Fussin’ about RARRA: BETA Testing NCTA’s Resource Sharing Initiative

Thursday, October 21, 1:00 pm–1:45 pm
Harrisburg Ballroom: Carlisle

This live event will not be recorded.


Chair: Lora Bottinelli (National Council for the Traditional Arts)

Micah Colston (Sustainable Visions)
Julia L. Gutiérrez-Rivera (Los Pleneros de la 21, Smithsonian Folklife, Independent)

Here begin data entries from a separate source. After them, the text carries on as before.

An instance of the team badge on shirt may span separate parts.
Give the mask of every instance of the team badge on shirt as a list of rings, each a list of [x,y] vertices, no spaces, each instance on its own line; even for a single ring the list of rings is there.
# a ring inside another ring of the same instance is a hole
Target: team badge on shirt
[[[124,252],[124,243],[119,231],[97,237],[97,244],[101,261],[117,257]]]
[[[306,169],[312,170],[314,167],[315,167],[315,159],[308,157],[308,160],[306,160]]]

In the spring of 2020, during the onset of the pandemic, the National Council for the Traditional Arts team came together and devised a quick plan to research, share, and post about the influx of grants and other valuable resources being made available to the arts and culture landscape, particularly the folk and traditional arts world, as a response to the emergency climate brought on by COVID-19. The daily postings on NCTA’s social media platforms marked the birth of RARRA–Resource Alerts: Resilience, Reframing, Actions–an ongoing initiative dedicated to strengthening, amplifying and making more accessible resource sharing and resource acquisition by individual artists and nonprofit organizations. After 18 months of daily posts, the NCTA has envisioned how to strengthen RARRA efforts through the development of data analytics tools accessible to the public for tailored searches, monthly newsletters sharing highlights of recent postings, and long term community outreach strategies as an effort to ensure that culture bearers, creative practitioners, and community leaders from across the country are able to learn about and pursue the numerous opportunities available to them. This session will offer an overview of the RARRA platforms, explaining what they are and where to find them, while also engaging participants in conversations on needs met and gaps experienced. Lessons learned in the session contribute to the continued strengthening and tailoring of NCTA’s newest effort to support creative communities for 2022 and beyond. Launched in April of 2020, the NCTA staff, in direct response to and in concern of the impacts (health, fiscal, creative and more) the COVID-19 pandemic was having on the Folk and Traditional Arts landscape, decided to use its social media platforms to offer daily posts and resharing of information to highlight the various business sustainability, arts grants, emergency responses and more being made available to the creative sector at large. Since its launch, the RARRA campaign has grown to include monthly newsletters (a digest and post highlights of the RARRA postings), expanded it’s scope of posting content to include not just emergency funding, but also a variety of opportunities and outlets that are conducive to resilience for the arts sector and reframing systemic issues pertaining to access, equity and representation.